Zur formgerechten Begründung einer Nichtzulassungsbeschwerde gehört die Darlegung der Grundsätzlichkeit in dem Sinne, daß die von der Klägerin angestrebte Entscheidung geeignet ist, die Rechtseinheit zu erhalten oder die Fortbildung des Rechts zu fördern. Die aufgeworfene Frage muß deshalb von allgemeiner Bedeutung sein und ihre Klärungsbedürftigkeit dargelegt werden. Diese Voraussetzung ist nicht schon erfüllt, wenn das LSG den Rechtsstreit – wie die Klägerin behauptet – falsch entschieden haben sollte (BSG SozR 1500 § 160a Nr 7).
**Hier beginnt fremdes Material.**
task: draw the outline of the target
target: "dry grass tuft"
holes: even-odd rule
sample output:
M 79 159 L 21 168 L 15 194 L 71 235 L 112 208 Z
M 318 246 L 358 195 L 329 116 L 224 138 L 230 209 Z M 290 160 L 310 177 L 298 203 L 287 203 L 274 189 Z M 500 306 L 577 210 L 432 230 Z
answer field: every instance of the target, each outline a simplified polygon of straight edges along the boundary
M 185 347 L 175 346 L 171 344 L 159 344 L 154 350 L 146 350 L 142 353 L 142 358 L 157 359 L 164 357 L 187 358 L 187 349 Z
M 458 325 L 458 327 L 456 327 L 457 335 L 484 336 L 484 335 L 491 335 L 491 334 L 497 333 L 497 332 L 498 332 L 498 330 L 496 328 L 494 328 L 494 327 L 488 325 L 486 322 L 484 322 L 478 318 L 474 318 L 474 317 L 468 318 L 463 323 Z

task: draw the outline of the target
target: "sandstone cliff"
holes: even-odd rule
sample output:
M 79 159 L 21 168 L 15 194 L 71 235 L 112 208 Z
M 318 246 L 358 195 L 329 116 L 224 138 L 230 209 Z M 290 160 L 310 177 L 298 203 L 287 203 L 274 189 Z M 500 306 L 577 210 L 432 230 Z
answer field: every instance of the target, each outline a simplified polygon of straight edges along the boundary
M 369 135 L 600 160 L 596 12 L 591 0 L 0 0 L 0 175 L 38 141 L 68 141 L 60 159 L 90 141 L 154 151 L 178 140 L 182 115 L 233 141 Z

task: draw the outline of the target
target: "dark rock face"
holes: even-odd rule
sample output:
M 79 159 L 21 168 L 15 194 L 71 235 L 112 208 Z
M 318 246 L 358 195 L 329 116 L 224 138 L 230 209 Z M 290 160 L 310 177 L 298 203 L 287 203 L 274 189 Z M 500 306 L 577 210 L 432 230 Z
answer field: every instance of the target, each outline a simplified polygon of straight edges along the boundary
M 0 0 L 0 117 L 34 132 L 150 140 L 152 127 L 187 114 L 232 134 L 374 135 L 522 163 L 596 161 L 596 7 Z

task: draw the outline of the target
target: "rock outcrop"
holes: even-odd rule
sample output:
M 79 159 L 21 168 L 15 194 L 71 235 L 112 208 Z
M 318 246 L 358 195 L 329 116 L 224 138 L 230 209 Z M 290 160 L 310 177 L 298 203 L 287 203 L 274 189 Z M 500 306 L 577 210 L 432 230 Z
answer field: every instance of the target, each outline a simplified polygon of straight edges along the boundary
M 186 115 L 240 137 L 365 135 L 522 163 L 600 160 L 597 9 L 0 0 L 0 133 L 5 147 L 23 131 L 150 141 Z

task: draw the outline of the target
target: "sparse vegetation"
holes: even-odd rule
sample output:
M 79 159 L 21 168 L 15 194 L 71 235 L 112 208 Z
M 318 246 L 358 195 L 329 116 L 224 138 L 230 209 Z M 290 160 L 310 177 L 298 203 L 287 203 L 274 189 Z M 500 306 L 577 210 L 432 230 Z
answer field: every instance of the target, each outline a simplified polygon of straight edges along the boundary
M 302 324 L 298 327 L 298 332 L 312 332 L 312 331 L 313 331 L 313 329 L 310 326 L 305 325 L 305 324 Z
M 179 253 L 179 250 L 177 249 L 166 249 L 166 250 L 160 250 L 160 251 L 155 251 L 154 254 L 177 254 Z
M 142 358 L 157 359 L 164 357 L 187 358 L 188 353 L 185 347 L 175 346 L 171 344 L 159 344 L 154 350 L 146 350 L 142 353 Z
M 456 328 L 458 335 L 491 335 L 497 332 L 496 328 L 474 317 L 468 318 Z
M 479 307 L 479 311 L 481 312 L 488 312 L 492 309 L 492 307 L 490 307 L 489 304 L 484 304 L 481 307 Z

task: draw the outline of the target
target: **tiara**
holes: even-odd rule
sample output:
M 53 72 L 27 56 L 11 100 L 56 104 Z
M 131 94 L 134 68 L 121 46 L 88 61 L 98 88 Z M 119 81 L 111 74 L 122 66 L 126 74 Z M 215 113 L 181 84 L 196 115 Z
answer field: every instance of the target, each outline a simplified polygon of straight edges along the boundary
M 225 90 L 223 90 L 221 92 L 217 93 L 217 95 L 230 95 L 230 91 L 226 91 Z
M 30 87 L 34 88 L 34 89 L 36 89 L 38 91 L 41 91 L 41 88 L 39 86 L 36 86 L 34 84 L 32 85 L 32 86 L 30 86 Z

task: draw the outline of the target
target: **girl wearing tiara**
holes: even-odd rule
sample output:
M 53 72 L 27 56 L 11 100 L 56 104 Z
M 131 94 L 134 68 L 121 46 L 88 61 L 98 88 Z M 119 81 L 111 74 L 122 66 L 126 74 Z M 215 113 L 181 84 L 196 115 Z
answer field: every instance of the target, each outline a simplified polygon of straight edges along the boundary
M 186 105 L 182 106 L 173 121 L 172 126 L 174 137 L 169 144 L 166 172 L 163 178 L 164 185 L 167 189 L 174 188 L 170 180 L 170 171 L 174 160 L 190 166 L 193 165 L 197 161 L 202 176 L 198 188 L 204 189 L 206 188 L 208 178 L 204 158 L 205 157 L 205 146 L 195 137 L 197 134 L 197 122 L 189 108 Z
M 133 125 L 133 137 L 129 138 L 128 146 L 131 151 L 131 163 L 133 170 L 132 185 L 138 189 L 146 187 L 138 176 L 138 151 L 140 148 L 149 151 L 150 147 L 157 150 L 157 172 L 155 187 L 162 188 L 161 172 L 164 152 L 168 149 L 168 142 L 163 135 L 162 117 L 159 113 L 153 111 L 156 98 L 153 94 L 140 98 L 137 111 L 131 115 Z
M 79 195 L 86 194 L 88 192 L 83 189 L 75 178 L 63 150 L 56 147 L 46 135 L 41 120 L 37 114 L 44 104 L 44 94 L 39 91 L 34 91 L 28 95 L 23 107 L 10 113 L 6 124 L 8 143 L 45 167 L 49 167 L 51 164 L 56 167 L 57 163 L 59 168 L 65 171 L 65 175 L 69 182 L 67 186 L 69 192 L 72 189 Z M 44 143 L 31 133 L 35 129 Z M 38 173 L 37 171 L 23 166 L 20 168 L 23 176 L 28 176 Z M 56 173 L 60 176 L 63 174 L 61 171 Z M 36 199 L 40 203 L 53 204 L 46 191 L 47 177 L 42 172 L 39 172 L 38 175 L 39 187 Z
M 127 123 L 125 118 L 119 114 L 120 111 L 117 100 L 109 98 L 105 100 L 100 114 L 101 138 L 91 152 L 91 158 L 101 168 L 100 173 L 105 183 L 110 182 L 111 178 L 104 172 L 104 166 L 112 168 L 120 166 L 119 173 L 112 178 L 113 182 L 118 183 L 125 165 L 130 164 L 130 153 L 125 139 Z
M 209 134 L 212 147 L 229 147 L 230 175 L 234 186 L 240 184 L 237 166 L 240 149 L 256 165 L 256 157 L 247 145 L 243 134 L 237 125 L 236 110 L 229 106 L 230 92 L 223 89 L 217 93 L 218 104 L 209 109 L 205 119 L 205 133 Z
Mit der Frage, „ob aufgrund der überlangen Dauer der Verfahren die Beweislastverteilung einseitig zu Lasten des Bürgers erfolgen kann oder aber nicht zugunsten des anspruchstellenden Bürgers Beweiserleichterungen zugebilligt werden müssen”, wird die zu entscheidende Rechtsfrage von grundsätzlicher Bedeutung nicht dargelegt. Der Begriff „Beweiserleichterung” bezieht sich auf Maßstäbe der Tatsachenfeststellung, die anstelle des grundsätzlich in § 128 SGG geforderten Beweises im Sinne tatrichterlicher Überzeugungsbildung in bestimmten Fällen einen geringeren Grad der Sicherheit (Beweis des ersten Anscheins; Glaubhaftmachung) ausreichen lassen. Die Ausführungen der Beschwerdebegründung lassen nicht erkennen, ob und in welcher Weise das Verfahren der Klägerin wegen der Verfahrensdauer und ihrer Verständigungsschwierigkeiten zur Entwicklung eines allgemeinen Rechtssatzes, der über ihren Einzelfall hinaus bedeutsam ist, beitragen kann. Ein solcher Gedanke erscheint auch problematisch, weil er auf die Bildung von Beweisregeln hinausliefe, die mit dem Grundsatz der freien Beweiswürdigung durch die Tatsacheninstanz grundsätzlich nicht vereinbar wäre. Eine Beweiswürdigung ist typischerweise einzelfallbezogen, während der Zulassungsgrund der grundsätzlichen Bedeutung der Rechtssache – wie erwähnt – auf Rechtsfragen gerichtet ist, die über den Einzelfall hinaus im Interesse der Rechtssicherheit klärungsbedürftig und klärungsfähig sind.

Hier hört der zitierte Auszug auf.